The Oregon Department of Justice (DOJ) has initiated a criminal investigation against the Police Chief and second-in-command of a small, four-man Oregon police department.

Stanfield is a small Eastern Oregon community of 2,040 people on the Washington border. The four-man police department also patrols neighboring Echo, population 700.

Bryon Zumwalt, 39, was hired as a Stanfield police officer on January 1, 1999. He promoted to lieutenant in 2002 and was named Police Chief on March 1, 2003. Zumwalt's second in command, Troy LaMonte "Monty" Toombs, 36, was hired as lieutenant on March 3, 2014, after working as an Idaho police officer.
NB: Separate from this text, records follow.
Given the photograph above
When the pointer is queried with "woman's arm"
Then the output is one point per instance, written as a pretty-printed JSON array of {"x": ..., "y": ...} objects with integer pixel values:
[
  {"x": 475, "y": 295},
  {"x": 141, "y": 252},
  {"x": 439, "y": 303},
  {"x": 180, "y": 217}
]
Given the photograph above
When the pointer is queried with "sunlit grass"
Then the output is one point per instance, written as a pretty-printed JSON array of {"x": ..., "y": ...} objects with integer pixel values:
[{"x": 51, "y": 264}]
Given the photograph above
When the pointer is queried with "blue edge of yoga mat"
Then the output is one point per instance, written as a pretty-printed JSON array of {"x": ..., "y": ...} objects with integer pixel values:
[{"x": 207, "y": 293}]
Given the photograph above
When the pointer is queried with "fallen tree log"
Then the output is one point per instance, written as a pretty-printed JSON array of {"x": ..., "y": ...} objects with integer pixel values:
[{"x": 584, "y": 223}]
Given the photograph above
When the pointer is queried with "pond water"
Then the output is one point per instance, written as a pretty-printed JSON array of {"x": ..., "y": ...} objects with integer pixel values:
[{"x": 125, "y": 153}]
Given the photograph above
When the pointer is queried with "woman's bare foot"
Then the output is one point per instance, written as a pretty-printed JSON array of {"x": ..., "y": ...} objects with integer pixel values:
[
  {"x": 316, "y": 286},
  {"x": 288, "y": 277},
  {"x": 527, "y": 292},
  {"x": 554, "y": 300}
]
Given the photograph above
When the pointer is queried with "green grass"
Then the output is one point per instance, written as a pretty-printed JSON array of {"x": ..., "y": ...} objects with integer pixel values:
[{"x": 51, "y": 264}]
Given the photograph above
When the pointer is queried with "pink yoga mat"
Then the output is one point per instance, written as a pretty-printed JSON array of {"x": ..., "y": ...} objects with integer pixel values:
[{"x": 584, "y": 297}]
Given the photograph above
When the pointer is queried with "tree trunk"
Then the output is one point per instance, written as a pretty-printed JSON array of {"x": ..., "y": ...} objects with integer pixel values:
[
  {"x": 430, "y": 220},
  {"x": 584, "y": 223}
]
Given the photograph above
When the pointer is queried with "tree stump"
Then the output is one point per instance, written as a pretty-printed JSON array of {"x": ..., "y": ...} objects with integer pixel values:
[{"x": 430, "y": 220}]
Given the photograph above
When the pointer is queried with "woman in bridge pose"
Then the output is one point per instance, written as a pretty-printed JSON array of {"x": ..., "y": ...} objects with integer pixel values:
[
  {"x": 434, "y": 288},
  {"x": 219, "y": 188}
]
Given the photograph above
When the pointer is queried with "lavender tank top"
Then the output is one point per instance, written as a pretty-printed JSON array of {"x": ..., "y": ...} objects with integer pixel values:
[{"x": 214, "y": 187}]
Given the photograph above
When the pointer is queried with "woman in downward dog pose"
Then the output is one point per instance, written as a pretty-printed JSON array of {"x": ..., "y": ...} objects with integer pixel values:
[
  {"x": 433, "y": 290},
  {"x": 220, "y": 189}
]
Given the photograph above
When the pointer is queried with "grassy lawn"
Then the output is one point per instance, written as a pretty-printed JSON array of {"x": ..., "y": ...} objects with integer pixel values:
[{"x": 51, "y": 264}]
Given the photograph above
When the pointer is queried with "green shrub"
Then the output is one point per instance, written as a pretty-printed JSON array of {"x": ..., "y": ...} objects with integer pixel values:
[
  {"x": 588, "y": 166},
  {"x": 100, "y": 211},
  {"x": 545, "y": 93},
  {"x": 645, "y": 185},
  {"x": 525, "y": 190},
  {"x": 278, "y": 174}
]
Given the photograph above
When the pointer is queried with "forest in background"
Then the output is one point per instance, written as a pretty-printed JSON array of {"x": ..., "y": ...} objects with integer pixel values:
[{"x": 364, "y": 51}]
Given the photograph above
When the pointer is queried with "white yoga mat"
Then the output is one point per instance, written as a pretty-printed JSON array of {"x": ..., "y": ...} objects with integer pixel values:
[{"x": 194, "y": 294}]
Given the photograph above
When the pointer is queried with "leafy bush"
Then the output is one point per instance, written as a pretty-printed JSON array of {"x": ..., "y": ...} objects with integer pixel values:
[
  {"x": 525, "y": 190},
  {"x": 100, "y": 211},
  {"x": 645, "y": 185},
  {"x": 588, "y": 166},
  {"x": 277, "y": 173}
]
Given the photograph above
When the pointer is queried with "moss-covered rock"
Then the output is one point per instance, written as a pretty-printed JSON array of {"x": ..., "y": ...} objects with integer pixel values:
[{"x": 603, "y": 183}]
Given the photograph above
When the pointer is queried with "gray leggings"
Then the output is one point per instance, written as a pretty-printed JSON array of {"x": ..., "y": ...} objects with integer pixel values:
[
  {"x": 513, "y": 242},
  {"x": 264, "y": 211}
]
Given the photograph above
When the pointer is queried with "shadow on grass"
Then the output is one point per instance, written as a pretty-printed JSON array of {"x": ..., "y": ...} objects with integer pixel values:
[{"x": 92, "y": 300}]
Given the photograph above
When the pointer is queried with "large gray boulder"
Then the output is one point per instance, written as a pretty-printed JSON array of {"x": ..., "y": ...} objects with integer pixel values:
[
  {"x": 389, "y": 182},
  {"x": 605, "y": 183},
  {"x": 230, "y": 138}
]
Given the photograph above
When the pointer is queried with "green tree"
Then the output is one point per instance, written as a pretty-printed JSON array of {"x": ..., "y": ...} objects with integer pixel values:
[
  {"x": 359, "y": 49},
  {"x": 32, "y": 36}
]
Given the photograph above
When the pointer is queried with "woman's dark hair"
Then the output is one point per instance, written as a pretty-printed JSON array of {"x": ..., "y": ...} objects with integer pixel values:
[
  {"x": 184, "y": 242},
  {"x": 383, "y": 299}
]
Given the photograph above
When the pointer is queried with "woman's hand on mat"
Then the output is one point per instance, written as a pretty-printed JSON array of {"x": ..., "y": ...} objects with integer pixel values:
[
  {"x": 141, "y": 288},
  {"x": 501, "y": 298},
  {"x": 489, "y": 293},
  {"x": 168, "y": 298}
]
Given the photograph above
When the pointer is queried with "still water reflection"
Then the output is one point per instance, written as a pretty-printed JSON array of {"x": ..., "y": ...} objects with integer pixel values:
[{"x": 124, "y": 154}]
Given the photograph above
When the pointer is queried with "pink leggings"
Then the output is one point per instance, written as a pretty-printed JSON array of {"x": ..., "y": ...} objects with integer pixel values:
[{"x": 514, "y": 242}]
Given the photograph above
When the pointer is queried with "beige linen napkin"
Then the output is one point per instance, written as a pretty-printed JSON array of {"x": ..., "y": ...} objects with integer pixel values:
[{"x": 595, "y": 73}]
Officer Daniel Poffenberger and, until recently, Officer Ryan McBride rounded out the Stanfield police force. In August 2015, however, Toombs placed McBride on leave after he showed up drunk to help an off-duty sheriff s deputy who had driven off the road, according to Poffenberger' s DOJ statement. McBride had been driven to the scene by someone else, said lawyer Sean Riddell.

McBride was then fired in late October 2015, and he filed a notice of intent to sue the Chief and City. He is alleging that he was fired in retaliation for reporting unethical and criminal conduct by Toombs. McBride claims that in August 2015, Toombs seized at least two marijuana plants during a criminal investigation but did not log the plants into evidence, and may have taken them for his own personal use, the notice claims.

McBride also alerted Zumwalt that Toombs had approached married couples in the Stanfield and Echo area, soliciting them to engage in sex acts with him and his wife, according to the notice. Rather than investigate the allegations, the Chief terminated McBride.

In another incident, Toombs was drinking at home and repeatedly called Poffenberger complaining of noise at his neighbor's house, according to Poffenberger's DOJ statement.

Toombs demanded that Poffenberger make an arrest even though he did not have grounds to do so.

During a 2015 burn ban, Poffenberger was called to a house in Echo on a report of a fire burning in the front yard. It was Toombs' home and he was sitting next to the fire. He refused to put out the fire even after learning of the ban, according to Poffenberger.

Among other allegations, Poffenberger also reported that Toombs illegally arrested a truck driver for indecent exposure and searched his truck after he stopped on the side of the road to relieve himself. A state police trooper determined that Toombs did not have probable cause for arrest or search, Poffenberger claimed.

DOJ is also investigating accusations that Zumwalt seized a revolver from a motorist but failed to log it into evidence in connection with the stop, and that he failed to investigate complaints about Toombs made by McBride and Poffenberger.

On November 19, 2015, Stanfield City Manager W. Blair Larsen told reporters that Zumwalt and Toombs were still working because he was not aware of any criminal wrongdoing. By the end of the day, however, both men had been placed on paid administrative leave. Larsen refused to say why. "We're doing the best we can to address everybody's rights," Larsen   said.

The move left Poffenberger as the last man standing in the Stanfield police department.

The city has requested additional patrols from the Umatilla County Sheriff s Office and Hermiston Police Department.

Zumwalt and Toombs did not return calls for comment. DOJ Spokeswoman Kristina Edmunson also declined to comment on the pending  criminal  investigation.

"It'll all come out eventually," said Stanfield City Council Member Jack Huxoll. We will be sure to let you know when it does.